As they closed on the planet, she grinned, and told Liskeard to open up a screen and gave an aim point.
It showed long ranks of starships, drifting aimlessly in orbit, loosely linked together with kilometer-long cables.
" 'At's th' Confederation Fleet… that which didn't get caught on the ground and tore up when things… changed, or was out Beyond, and never come back. Or left a'terward and never come back."
"What was it like when… well, the way you put it, things changed?" Garvin asked.
"It was shit-ugly for anyone wearin' a uniform, didn't
seem to matter if you were a soldier or a postman," Chokio said. "I was very damned glad to be on th' moon as a girl operatin' a pushmepullme yard tug. Friends of mine on groundside said it got definitely nasty out.
"Not that it wasn't warranted," she said hastily. "Damned Confederation bureaucrats and their thugs'd been pushin' folks around for too long. The people had enough, and so they started lashin' out in all directions.
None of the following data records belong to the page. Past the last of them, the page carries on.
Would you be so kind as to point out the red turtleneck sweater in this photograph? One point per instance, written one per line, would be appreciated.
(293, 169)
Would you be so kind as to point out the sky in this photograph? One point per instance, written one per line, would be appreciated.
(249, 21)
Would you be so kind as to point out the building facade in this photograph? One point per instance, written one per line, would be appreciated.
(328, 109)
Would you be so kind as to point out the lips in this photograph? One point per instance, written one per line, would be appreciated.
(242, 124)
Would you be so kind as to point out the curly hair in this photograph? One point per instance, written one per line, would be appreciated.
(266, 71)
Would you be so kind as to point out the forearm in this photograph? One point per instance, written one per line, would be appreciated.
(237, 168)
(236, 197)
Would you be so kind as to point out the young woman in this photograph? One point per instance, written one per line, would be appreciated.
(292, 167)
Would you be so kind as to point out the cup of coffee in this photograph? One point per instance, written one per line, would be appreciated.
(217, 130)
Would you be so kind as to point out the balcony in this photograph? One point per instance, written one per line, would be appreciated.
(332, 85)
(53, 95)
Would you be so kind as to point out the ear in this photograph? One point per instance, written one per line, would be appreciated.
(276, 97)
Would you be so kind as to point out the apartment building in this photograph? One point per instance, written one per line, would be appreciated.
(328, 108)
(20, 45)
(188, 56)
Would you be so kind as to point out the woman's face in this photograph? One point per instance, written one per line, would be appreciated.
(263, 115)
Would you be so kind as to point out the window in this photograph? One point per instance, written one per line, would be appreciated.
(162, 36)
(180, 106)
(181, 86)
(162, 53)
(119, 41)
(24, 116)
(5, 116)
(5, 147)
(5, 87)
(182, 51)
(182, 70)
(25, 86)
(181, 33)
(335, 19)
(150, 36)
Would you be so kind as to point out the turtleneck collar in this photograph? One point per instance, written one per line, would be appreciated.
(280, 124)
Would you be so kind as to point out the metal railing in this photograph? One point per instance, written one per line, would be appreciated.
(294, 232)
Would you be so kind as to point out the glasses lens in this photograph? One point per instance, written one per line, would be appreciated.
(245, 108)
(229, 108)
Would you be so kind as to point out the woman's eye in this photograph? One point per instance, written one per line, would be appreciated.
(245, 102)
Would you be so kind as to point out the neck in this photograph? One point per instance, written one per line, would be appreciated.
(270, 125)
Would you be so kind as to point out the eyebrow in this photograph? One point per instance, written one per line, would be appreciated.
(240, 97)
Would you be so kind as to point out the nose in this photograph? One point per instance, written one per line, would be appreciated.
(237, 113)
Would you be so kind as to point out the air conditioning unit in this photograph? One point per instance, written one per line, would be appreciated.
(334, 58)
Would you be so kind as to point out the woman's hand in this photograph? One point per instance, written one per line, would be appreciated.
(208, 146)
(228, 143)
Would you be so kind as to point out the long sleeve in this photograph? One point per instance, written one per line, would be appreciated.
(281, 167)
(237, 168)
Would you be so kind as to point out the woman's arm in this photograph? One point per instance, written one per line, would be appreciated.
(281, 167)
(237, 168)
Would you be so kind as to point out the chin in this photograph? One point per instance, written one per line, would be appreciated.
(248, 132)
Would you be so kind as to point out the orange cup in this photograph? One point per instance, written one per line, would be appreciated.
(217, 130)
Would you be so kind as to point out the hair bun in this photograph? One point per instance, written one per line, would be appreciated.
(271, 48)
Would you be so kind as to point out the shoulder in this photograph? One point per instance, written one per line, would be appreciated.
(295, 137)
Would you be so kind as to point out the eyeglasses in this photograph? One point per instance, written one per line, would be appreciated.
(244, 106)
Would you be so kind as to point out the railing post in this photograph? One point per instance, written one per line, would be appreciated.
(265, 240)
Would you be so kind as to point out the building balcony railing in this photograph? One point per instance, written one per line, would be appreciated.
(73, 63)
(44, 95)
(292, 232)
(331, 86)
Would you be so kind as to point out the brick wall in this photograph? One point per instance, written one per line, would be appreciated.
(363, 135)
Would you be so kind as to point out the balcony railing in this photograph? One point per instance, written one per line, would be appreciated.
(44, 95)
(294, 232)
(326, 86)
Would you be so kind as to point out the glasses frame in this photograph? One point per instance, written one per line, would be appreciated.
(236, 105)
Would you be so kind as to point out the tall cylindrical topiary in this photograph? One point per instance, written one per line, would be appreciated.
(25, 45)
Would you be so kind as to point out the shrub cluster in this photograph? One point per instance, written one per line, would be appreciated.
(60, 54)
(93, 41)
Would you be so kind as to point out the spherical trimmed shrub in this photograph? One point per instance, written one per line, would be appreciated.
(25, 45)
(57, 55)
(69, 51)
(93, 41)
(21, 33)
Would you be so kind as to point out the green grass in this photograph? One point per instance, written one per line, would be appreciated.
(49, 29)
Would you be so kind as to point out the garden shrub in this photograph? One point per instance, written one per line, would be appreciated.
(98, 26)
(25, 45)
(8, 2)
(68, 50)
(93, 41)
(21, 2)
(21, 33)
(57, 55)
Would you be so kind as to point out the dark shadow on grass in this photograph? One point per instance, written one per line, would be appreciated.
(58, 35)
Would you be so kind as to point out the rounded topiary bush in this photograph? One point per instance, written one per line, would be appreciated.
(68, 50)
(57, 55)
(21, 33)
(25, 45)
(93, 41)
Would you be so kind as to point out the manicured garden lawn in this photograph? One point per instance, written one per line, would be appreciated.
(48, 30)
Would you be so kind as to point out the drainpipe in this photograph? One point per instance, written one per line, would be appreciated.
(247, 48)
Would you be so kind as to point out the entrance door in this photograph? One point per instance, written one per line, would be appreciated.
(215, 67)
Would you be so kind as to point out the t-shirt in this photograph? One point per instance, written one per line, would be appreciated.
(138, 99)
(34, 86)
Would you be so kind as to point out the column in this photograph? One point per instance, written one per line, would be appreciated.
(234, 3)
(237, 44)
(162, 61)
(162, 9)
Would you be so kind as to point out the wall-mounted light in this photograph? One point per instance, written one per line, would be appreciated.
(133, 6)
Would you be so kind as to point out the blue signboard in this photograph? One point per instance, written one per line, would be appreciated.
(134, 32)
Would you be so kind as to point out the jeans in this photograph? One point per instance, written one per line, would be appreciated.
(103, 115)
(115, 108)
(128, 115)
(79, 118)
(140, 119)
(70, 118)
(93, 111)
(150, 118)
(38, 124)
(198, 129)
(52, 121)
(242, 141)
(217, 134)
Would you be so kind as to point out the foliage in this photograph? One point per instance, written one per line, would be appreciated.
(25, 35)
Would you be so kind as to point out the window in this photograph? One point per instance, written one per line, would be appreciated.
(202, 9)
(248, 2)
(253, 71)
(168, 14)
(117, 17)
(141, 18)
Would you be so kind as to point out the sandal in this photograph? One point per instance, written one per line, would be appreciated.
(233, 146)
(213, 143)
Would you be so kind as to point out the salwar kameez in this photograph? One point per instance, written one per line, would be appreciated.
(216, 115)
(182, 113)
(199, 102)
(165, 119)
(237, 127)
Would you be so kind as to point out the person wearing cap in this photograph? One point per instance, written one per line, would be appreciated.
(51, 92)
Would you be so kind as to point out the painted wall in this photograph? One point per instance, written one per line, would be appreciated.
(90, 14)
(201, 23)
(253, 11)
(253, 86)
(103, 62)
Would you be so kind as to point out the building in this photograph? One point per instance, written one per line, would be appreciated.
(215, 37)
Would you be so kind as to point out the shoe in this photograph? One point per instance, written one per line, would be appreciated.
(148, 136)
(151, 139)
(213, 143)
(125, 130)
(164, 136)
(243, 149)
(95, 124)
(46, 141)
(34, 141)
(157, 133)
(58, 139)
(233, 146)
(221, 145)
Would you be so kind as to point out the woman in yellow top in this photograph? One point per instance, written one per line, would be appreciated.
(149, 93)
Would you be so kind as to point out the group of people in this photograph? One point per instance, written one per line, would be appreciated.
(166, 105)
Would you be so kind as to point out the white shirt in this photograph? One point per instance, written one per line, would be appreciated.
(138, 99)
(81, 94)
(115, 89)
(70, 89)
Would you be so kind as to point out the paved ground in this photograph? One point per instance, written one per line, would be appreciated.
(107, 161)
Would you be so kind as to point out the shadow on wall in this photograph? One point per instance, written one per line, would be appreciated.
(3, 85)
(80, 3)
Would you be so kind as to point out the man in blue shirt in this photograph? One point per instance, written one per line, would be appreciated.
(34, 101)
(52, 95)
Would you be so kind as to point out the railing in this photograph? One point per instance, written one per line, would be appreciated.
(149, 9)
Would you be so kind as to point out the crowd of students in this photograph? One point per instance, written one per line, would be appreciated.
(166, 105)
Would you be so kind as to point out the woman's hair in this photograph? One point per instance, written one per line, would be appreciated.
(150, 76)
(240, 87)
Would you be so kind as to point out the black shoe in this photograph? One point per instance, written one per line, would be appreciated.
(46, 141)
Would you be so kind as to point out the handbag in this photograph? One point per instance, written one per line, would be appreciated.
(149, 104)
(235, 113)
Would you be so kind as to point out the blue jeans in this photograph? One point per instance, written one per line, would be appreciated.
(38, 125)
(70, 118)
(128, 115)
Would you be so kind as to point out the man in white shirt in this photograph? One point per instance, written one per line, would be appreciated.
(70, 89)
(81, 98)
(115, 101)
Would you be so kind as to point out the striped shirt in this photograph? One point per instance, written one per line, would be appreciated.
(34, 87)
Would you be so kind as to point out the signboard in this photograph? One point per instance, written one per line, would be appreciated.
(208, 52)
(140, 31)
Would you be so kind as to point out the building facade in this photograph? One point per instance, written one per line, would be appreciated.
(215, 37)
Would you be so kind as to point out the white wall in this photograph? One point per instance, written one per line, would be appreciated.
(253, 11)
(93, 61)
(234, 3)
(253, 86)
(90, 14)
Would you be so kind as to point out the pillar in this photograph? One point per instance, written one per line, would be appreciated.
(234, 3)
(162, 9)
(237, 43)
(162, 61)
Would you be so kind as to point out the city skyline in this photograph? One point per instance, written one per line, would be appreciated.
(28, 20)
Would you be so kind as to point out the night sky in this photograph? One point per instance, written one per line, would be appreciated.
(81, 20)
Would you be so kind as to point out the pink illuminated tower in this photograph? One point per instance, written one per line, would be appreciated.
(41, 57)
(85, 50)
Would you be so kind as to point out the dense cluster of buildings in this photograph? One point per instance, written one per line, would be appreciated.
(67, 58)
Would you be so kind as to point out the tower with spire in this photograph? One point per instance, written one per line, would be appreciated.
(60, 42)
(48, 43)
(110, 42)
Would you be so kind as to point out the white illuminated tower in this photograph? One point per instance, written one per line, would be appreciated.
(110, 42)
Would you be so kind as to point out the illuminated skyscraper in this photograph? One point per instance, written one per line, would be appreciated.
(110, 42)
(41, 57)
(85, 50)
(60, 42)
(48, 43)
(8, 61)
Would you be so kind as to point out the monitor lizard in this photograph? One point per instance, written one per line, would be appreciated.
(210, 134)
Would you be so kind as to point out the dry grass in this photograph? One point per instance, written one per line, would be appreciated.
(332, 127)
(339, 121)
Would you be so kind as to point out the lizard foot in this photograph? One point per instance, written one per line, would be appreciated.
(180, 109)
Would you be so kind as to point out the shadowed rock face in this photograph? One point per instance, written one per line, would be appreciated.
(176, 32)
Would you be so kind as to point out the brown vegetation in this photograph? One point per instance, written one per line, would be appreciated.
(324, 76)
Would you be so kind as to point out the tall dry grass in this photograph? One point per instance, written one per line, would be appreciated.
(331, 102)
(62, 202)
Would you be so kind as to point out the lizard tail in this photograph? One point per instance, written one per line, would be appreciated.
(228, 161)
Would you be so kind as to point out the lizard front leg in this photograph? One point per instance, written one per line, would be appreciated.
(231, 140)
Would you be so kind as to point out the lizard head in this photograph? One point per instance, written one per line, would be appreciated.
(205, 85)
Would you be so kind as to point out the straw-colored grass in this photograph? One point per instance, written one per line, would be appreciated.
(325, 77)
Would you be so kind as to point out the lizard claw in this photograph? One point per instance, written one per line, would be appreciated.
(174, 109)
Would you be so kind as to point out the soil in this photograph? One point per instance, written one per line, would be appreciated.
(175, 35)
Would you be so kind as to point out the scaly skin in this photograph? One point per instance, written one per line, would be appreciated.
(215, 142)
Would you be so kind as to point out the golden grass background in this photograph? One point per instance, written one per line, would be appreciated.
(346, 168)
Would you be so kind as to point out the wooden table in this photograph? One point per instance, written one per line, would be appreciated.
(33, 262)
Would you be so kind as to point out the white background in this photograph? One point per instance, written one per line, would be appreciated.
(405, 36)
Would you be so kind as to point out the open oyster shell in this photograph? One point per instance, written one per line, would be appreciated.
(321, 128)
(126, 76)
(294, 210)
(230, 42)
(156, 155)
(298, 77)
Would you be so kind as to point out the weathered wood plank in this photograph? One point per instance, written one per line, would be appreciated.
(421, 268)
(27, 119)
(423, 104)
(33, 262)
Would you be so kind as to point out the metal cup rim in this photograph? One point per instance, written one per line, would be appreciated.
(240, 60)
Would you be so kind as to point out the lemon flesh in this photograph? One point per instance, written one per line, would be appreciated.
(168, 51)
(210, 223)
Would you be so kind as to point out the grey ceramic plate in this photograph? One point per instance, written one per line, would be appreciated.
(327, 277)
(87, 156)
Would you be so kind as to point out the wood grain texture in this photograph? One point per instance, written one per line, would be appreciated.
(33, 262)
"Sometimes they got the right direction, sometimes…" She shrugged and pretended to consult a screen as Big Bertha entered atmosphere.
"Almost wish this ship of yours was like some of the oldies," Chokio said. "Thin-skinned enough so you could hear air whip, and have lousy enough heat exchangers so it'd redden up. That was back when there was romance in space travel.
"Brought one of those back to Centrum not long ago," she said. "It was some kind of old survey ship, and I guess they thought it'd have Confederation records or something.
"Never heard anything more about it."
Big Bertha made a first orbit, shallowly descending as it went. Every viewscreen, every port was crowded, and as they got lower, it was easy to see the "changes."
Centrum was… had been… a carefully planned world, with huge islands of apartments near buildings that had to be governmental for their gray ugliness. In between stretched lakes and green belts.
In a closed compartment, Njangu and his Intel people were correlating what they saw with the map of Centrum they'd bought from Kuprin Freron, back on Tiborg Alpha Delta.
"See th' parks?" Chokio said. "Kinda shabbied up, aren't they? They were built not just for runnin' and playin', of course. Intended to cycle off CO2, so folks could keep breathin'.
"When people got done rippin' and tearin', and re-alized th' heat wasn't on, some of th' fools decided to get in th' parks with saws, and really get back to th' land.
"The Cits… citizens… wouldn't listen to anybody telling 'em about oxygen regeneration, thought anybody who did were bigbrains, prob'ly part of the Old Order, and thought they'd make good targets.
"Finally, had to give orders to the People's Militia, made it a capital offense to cut down a tree.
"Not that anybody ever considered telling any Cit she didn't have the right to breed 'til we all have to breathe in alternate beats. Nawp, anything scientific was part of the old way of thinkin'."